Codd's Rules Rule 8: Physical Data Independence Rule All stored data in a database or an application must be physically independent to access the database. Each data should not depend on other data or an application. If data is updated or the physical structure of the database is changed, it will not show any effect on external applications that are accessing the data from the database. Rule 9: Logical Data Independence Rule It is similar to physical data independence. It means, if any changes occurred to the logical level (table structures), it should not affect the user's view (application). For example, suppose a table either split into two tables, or two table joins to create a single table, these changes should not be impacted on the user view application. Rule 10: Integrity Independence Rule The database should be able to enforce its own integrity rather than using other programs. Key and Check constraints, trigger etc, should be stored in Data Dictionary. All entered values should not be changed or rely on any external factor or application to maintain integrity.
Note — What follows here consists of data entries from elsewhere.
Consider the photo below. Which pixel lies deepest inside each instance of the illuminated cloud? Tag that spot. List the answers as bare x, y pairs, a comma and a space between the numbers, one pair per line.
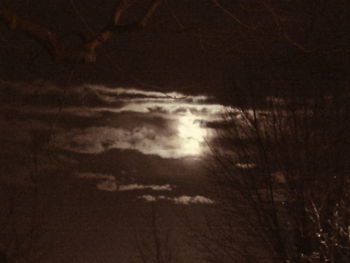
131, 187
180, 200
109, 183
148, 198
245, 165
This also make RDBMS independent of front-end.
Codd's Rules Rule 11: Distribution Independence Rule The distribution independence rule represents a database that must work properly, even if it is stored in different locations and used by different end-users. Suppose a user accesses the database through an application; in that case, they should not be aware that another user uses particular data, and the data they always get is only located on one site. This lays the foundation of distributed database . Rule 12: Non Subversion Rule The non-subversion rule defines RDBMS as a SQL language to store and manipulate the data in the database. If a system has a low-level or separate language other than SQL to access the database system, it should not subvert or bypass integrity to transform data.